Why Google’s Smartest AI Takes Two Minutes to Say “Hello”

Google just released Gemini 3.1 Pro, a model that boasts the highest reasoning scores in the industry. It also took 104 seconds to respond to the word “hi” on launch day. In an era where we measure AI latency in milliseconds, Google has intentionally built a turtle that thinks it’s a genius—and for most developers, it’s currently a productivity nightmare.

| Attribute | Details |
| :— | :— |
| Difficulty | Advanced (Infrastructure & Architecture) |
| Time Required | 104 seconds to 4 hours per request |
| Tools Needed | Google Vertex AI / Gemini API, Python/Node.js |

The Why: The Death of the Instant Response

For the last two years, the AI arms race has been about speed and “vibes.” We wanted ChatGPT to finish our sentences before we stopped typing. But Gemini 3.1 Pro represents a hard pivot toward System 2 thinking—deliberate, slow, and computationally expensive reasoning.

Google is chasing a metric called ARC-AGI-2, a benchmark designed to test an AI’s ability to solve novel problems it wasn’t specifically trained on. By hitting a 77.1% score, Google has technically leapfrogged OpenAI and Anthropic.
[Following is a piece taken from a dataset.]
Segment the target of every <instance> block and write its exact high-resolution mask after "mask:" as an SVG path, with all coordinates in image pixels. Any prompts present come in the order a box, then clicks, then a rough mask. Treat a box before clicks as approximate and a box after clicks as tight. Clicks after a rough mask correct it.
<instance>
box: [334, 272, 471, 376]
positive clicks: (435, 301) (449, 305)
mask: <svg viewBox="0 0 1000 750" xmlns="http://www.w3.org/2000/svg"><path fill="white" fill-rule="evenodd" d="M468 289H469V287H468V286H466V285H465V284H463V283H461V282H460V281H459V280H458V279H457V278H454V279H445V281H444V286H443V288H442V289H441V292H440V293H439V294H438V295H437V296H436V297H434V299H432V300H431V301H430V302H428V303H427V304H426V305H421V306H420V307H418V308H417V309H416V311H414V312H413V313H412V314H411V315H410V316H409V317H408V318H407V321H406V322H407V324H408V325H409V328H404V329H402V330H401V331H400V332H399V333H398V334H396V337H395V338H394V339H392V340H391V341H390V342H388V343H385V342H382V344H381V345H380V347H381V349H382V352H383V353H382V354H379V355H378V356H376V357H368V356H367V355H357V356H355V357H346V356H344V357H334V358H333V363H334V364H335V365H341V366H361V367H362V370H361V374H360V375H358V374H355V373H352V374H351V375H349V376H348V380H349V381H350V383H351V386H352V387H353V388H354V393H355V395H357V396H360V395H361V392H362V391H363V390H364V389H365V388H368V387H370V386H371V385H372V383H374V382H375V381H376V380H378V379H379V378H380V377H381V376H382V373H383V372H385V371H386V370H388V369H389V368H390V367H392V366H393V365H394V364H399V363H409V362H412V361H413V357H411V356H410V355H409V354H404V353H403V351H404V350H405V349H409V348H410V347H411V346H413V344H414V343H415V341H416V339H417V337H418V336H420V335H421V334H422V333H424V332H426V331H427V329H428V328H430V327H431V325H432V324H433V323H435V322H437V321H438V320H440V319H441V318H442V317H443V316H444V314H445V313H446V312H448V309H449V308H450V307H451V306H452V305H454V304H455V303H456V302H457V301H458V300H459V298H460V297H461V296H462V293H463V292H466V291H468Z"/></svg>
The release follows Google’s January AI Blitz, where the company began transforming its ecosystem into a series of active agents. The problem? They did it by letting the model “think” in a loop for minutes—or hours—at a time. If you are building a customer-facing chatbot, this model is effectively useless. If you are solving the world’s most complex logistics problems, it might be the only tool that works.

How to Navigate the Gemini 3.1 Pro Transition

If you are a developer looking to integrate this model, you cannot treat it like a standard LLM. You have to re-architect your entire stack for asynchronous processing.

  1. Decouple the UI from the API: Never call Gemini 3.1 Pro from a synchronous front-end request. You will hit a 504 Gateway Timeout before the model even finishes its first “thought.”
  2. Implement Webhooks: Set up a job queue (like RabbitMQ or Redis). Send the prompt, give the user a “Processing” status, and wait for a webhook to push the result back.
  3. Set Extreme Timeout Limits: Standard API timeouts are usually 30–60 seconds. Early reports show Gemini 3.1 Pro tasks running for 15,459 seconds (over 4 hours) before completion. Adjust your infrastructure to keep long-running sockets open or use batch mode.
  4. Use “Small” Models for Routing: Use Gemini Flash or GPT-4o mini to determine if a query actually needs the heavy lifting of 3.1 Pro. This level of AI-driven software development requires precision routing to maintain efficiency. If someone says “hi,” don’t send it to the 104-second reasoning engine.

💡 Pro-Tip: Use the “Candidate Count” parameter sparingly. With a model this slow, requesting multiple versions of a response (n>1) can exponentially increase your “Time to First Token,” potentially doubling your already massive wait times.

The Buyer’s Perspective: Is Reasoning Worth the Wait?

Google is offering Gemini 3.1 Pro at $2 per million input tokens. That is roughly half the price of Anthropic’s Claude 4.0/Opus equivalents. On paper, Google wins the value war. This release builds upon the foundation of Google Cloud AI services already utilized by major government and enterprise sectors.

However, the “hidden tax” is the developer experience and the compute cost of idling. While the tokens are cheap, the time-to-value is abysmal. Anthropic Claude AI and OpenAI have focused on “Real-Time Directness”—they are better for coding assistants and creative writing. Google has built a “Research Specialist.”

The 1M token context window remains Google’s “killer feature,” allowing you to drop entire codebases or 1,500-page PDFs into the prompt. But be warned: combining a massive context window with “extended reasoning” creates a latency black hole that can swallow your entire afternoon.

FAQ

Q: Is the 104-second delay a bug?
A: Technically, no. It’s a byproduct of the model’s “chain-of-thought” architecture. This is the hallmark of Gemini 3 Deep Think, a model designed to prioritize accuracy over speed. It is verifying its own logic before it speaks, even for simple greetings.

Q: Can I use this for a live chat application?
A: Absolutely not. Your users will leave long before the model responds. Use Gemini 1.5 Flash for speed and 3.1 Pro for back-end data analysis.

Q: Why is the ARC-AGI-2 score so important?
A: It measures “fluid intelligence.” High scores suggest the AI can learn new tasks on the fly rather than just regurgitating patterns from its training data.

Ethical Note/Limitation: This model cannot reliably distinguish between a task that requires deep thought and a simple query, leading to massive energy and time waste for trivial interactions.